The onset of June usually spells the end of Arizona's flu season, but this year is different.
Health officials in the state continue to report widespread flu, a very abnormal occurrence they attribute to the swine flu, which first infected people in April. Arizona's flu season typically begins just after Thanksgiving, peaks in February, and subsides in late May.
"I've been doing this for 20 years, and I can't ever remember seeing widespread flu in the middle of June," said Will Humble, interim director of the Arizona Department of Health Services. "It's not just in a little pocket here and there, it is across the whole state."
He said the flu is at the highest level in a scale used to monitor the virus; that occurs when at least half the regions in the state report lab-confirmed cases of the illness.
Typically, Arizona sees between 1,600 and 5,300 influenza cases a year. This year's season was on track to follow that path until the swine flu showed up on April 29.
The state reported widespread flu activity from mid-February until the first week in April, when the number of confirmed cases began dropping. But once the swine appeared, flu activity shot back up to widespread and remained as such for the past five weeks.
Arizona had 580 confirmed cases of the swine flu as of Monday, about 11 percent of the state's overall flu activity.
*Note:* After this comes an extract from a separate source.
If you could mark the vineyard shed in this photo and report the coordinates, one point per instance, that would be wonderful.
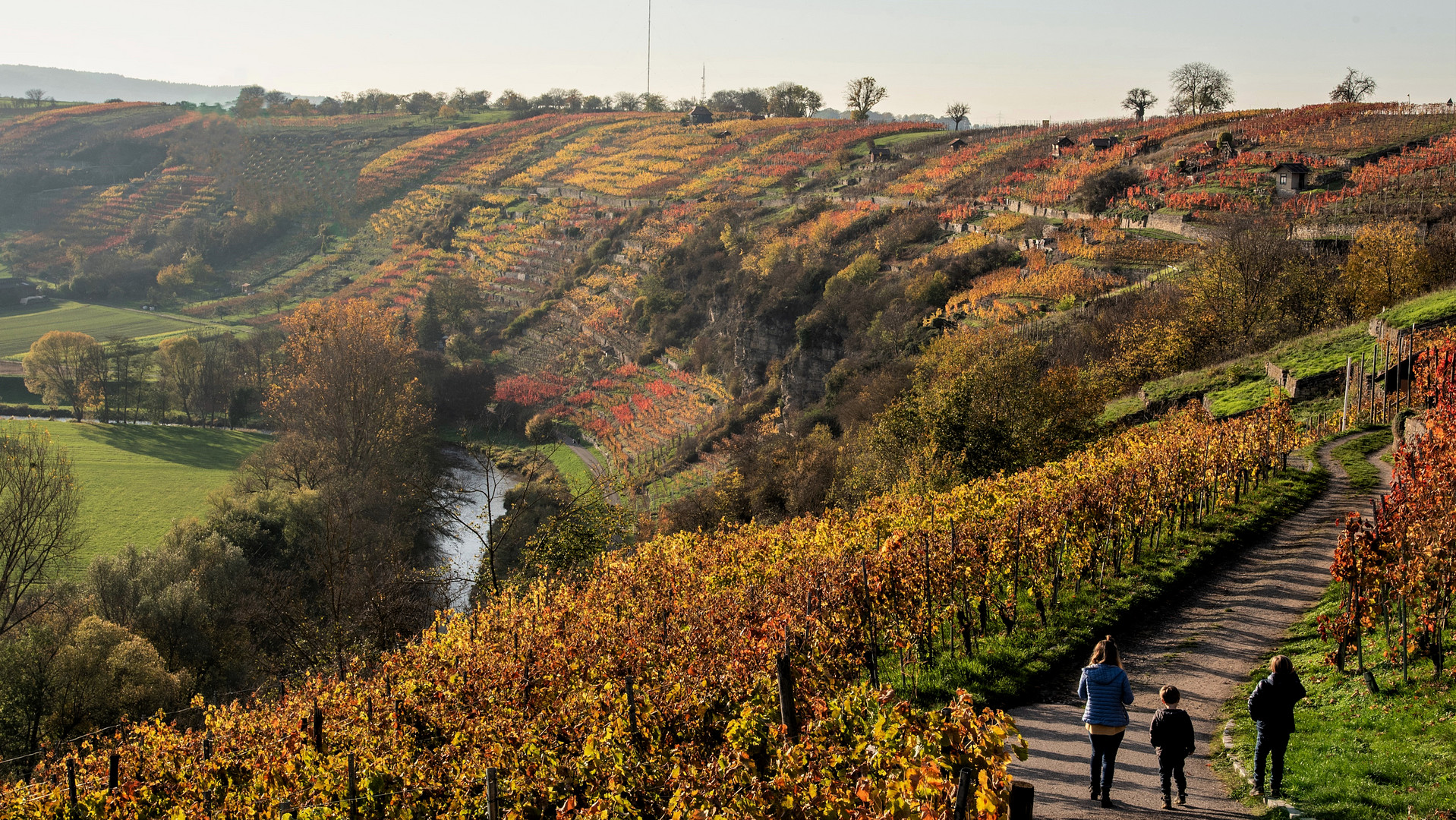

To date, Arizona's health officials have recorded 4,877 flu cases and six flu-related deaths.
"We were just very fortunate that this new virus turned out to have similar severity to the seasonal flu," Humble said. "We were just lucky that way."
State health officials say it's too soon to know when this year's flu season will end, saying that new cases are still rolling in.
Officials already are turning their attention to next year's season, when the allocation of flu vaccines is expected to be challenging.
There are indications that federal officials may have to create two separate vaccines this fall, one for swine flu and one for seasonal flu. Depending on availability and when it's ready, there could be shortages for the swine flu vaccine.
Humble said that means state health experts would have to decide who would get the boosters first. Usually experts recommend the elderly, children, pregnant women and people with chronic health problems be given priority.
"My personal opinion, if we get into that situation, is that it should be kids," Humble said. "They are the population that amplifies the virus. "But that's a decision that will be made later this summer."